イズモにトゥルムの両親は既にいなかったが、記録はしっかりと残っていた。
“失踪”
そう記されていた。
だが――
バトラズは“購入した”と言っていた。
つまり、そういう事だ。
そしてその密猟を国家ぐるみで行っている唯一の国がルンビニ…、、そんな噂もある。
「……」
少しの沈黙が場を支配していた。
「……桃源郷のように、、みんなが手を取れる国もある。どうしてそんな事をするんだ」
アーサーの声が、少しだけいつもより強い、それでいて大きい声に、、しかし、ヘラクレスは堪らずスッと視線を外した。
「アーサー。救えない国もある。行けばわかるさ」
そう言ったヘラクレスの視線の先には、、金色の獅子がうつっていた。
ルンビニの国境、検問所に到着する。
「通行許可書はお持ちですか?」
検問所に居たのは、、全員が亜人だった。そして、若かった。
「えっと、、いえ、実はティベリアに行きたくて…」
トゥルムのS級の証を確認しながら、あとの3名はパーティー?といつもの軽い雑談。
「ティベリアへですが、ルンビニから渡航したいなら、王であるクーフーリン様にお聞きになった方が速いかと思います!」
ニコッと笑う小柄な亜人。
よく見ると、そこにいる亜人は皆小さい。
「……」
皆、やはり若すぎる。
「あ、皆様、待って下さい!」
検問所の門がゆっくりと開く。
検問所の向こう側に、一歩足を踏み入れた瞬間――
「……えっ?」
「ルンビニへ来られる方ってどうしてみんな“こう”なんでしょ?」
「こら、お喋りはそれくらいにおし。商売チャンスよ」
あたり一面
見渡す限りの銀世界が広がっていた。
検問所の後ろは、、ようやく春が終わり暖かな日差しが照っているというのに…。
肺に取り込む空気は真冬のような冷たさだ。
「ルンビニ産の防寒着、いかがですか?」
それはまるで、この地の外は暖かい場所であり、、この中はそれが当たり前の場所であるかのように。
「郷に入れば、、だな。

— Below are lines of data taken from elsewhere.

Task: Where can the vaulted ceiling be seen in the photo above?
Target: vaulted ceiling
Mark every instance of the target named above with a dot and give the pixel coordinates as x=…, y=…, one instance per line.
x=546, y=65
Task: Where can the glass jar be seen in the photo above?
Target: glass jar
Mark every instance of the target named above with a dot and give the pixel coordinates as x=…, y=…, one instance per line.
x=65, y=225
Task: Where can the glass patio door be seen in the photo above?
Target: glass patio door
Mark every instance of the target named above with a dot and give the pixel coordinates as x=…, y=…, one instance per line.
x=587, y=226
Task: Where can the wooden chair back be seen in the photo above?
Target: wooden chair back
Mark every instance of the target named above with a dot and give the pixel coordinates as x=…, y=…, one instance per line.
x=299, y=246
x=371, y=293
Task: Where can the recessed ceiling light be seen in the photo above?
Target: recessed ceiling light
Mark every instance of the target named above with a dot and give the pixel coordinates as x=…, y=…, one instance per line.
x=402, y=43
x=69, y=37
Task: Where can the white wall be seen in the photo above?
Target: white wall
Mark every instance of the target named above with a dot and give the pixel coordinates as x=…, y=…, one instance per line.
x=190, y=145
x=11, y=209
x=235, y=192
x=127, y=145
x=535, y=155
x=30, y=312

4着購入しよう」
ヘラクレスの足元には厚手のコートが落ちていたが、ネメアはそれを足で蹴飛ばして奥へと引っ込める。
「貴方のサイズがあればよろしいのですが…」
「わぁ、すっごくおっきい人だね!ニンゲンでこんな大きな人、はじめてみた!おねーちゃん、一番大きいコート出して!」
その言葉に、一瞬だけネメアが反応した。“ニンゲンか”と。
「はいはい。これとか、、ギリギリかな……」
「ギル様と同じサイズだなんて凄いね!」
ヘラクレス達がそんな会話をしている中、アーサーは地面をそっと撫でていた。
「………火山灰?」
「よく、気が付かれましたね」
はっとなにかに気が付き、そして周りを見た。
そうだ、入った瞬間から不自然だった。
「木が、、ない」
━見渡す限りの銀世界━
遥か先の王城門が目に入る程の、平面。
「……ええ、この国に植物はほとんどありません。育たないというか…。一部、あるにはありますけど…」
「ありがとう、俺たちはもう行くよ」
ヘラクレスが雑談を切り上げる。
防寒着一式を着こんだアーサー一向は更に馬車を走らせるが、アーサーの顔はどんどん険しくなっていく。